This project applies RFM (Recency, Frequency, Monetary) modeling on retail transactional data to segment customers based on their purchasing behavior. The goal was to uncover distinct customer groups and recommend targeted marketing strategies for retention and growth.

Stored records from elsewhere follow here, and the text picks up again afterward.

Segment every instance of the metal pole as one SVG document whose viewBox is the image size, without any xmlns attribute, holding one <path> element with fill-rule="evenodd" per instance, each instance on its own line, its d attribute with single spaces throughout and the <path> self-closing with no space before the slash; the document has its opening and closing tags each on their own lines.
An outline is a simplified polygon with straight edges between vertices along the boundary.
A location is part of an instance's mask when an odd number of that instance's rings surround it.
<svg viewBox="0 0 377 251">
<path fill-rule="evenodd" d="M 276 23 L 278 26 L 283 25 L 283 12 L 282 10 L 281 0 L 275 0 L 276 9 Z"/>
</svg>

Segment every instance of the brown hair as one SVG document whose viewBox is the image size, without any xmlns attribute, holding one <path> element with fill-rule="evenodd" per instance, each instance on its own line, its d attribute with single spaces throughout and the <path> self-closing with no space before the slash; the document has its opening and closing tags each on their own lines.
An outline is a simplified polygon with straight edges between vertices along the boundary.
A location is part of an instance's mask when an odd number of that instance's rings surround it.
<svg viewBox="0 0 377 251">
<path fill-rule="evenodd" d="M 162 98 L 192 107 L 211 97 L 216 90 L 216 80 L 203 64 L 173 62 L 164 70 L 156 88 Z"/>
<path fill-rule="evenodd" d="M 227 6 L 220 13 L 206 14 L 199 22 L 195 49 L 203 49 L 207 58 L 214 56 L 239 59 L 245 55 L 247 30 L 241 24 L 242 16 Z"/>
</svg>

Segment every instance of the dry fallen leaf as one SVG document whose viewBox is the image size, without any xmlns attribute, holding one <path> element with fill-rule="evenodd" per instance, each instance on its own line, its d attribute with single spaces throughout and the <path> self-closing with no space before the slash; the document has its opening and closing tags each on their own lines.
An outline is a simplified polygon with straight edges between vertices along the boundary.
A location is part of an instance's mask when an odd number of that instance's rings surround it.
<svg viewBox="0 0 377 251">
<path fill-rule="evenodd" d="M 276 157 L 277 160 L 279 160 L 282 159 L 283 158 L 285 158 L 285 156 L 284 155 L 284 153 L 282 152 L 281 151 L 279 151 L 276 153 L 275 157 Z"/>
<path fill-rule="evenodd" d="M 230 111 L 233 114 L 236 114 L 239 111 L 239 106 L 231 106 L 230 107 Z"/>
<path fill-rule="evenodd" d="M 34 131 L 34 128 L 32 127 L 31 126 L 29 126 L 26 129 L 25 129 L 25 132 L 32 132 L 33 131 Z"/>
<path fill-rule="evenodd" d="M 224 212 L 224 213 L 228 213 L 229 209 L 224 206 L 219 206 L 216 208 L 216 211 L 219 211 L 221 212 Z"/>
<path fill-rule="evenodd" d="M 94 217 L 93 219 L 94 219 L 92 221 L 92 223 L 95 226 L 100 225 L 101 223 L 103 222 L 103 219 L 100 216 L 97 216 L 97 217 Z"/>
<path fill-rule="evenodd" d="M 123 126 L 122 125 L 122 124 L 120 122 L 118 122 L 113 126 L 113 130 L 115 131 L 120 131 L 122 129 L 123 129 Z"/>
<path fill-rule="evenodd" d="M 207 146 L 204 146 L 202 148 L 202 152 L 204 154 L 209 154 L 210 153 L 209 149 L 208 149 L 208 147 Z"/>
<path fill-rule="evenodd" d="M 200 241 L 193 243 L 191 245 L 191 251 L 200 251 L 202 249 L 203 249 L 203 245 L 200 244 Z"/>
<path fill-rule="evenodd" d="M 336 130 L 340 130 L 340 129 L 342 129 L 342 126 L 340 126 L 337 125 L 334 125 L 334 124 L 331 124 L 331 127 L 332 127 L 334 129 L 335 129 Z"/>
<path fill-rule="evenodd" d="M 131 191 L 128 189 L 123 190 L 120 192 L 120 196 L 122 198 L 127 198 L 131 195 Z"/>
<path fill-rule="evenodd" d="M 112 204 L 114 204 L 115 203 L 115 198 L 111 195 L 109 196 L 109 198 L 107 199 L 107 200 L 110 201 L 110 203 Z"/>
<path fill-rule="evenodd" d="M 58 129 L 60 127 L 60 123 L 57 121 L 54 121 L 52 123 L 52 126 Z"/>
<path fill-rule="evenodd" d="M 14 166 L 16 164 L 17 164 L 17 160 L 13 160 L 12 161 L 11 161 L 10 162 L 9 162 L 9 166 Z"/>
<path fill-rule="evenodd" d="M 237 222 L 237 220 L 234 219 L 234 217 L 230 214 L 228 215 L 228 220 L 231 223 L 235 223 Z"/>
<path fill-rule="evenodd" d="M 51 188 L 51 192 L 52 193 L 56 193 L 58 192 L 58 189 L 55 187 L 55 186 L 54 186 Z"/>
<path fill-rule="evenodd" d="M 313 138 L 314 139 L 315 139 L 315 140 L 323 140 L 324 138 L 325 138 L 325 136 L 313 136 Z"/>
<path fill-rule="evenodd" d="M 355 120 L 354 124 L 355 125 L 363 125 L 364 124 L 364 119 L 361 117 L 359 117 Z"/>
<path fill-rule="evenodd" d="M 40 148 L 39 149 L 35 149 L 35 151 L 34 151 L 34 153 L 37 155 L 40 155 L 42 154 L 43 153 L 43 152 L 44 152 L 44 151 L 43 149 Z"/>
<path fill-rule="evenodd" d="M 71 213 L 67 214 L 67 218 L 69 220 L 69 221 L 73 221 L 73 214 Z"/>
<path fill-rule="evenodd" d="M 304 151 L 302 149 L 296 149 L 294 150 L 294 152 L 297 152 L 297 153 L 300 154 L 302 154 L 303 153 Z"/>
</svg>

- Analyzed 5,860 customers from 800,000+ transactions
- Discovered 7 customer segments using RFM scoring
- Top 5 customers contributed $1.9M+ revenue
- Identified 615 high-value customers at risk of churn
| Segment | Customers | Priority | Description |
|---|---|---|---|
| At Risk Customers | 1,470 | 🔴 High | Recent but infrequent buyers needing re-engagement |
| Potential Loyalists | 1,430 | 🟡 Medium | Moderate recency and frequency with growth potential |
| Lost Customers | 842 | ⚫ Low | Inactive customers requiring win-back campaigns |
| Champions | 720 | 🟢 High | Best customers: recent, frequent, high spenders |
| Can't Lose Them | 615 | 🔴 Critical | High-value customers at risk of churn |
| Loyal Customers | 506 | 🟡 Medium | Frequent buyers but not necessarily recent |
| New Customers | 123 | 🟡 Medium | Recently acquired customers |
- Segment Distribution → Horizontal bar chart of customer groups
- Average RFM Scores → Compare Recency, Frequency, and Monetary metrics
- RFM Heatmap → Spending patterns across Recency/Frequency matrix
- Distribution Charts → Histograms for R, F, M values
- Top Customers → Highest revenue contributors
- Champions → VIP treatment, exclusive offers, premium loyalty rewards
- At Risk Customers → Win-back campaigns with 15–20% discounts
- Can't Lose Them → Personal outreach + retention packages
- New Customers → Welcome series and onboarding journey
- Python 3.7+
- pandas | numpy
- matplotlib | seaborn
This segmentation provides actionable insights for:
- Retaining high-value customers
- Targeting at-risk customers before churn
- Optimizing marketing spend with precision
- Enhancing customer lifecycle management
rfm = df_clean.groupby('Customer ID').agg({ 'InvoiceDate': lambda x: (snapshot_date - x.max()).days, # Recency 'Invoice': 'nunique', # Frequency 'TotalSales': 'sum' # Monetary }).reset_index()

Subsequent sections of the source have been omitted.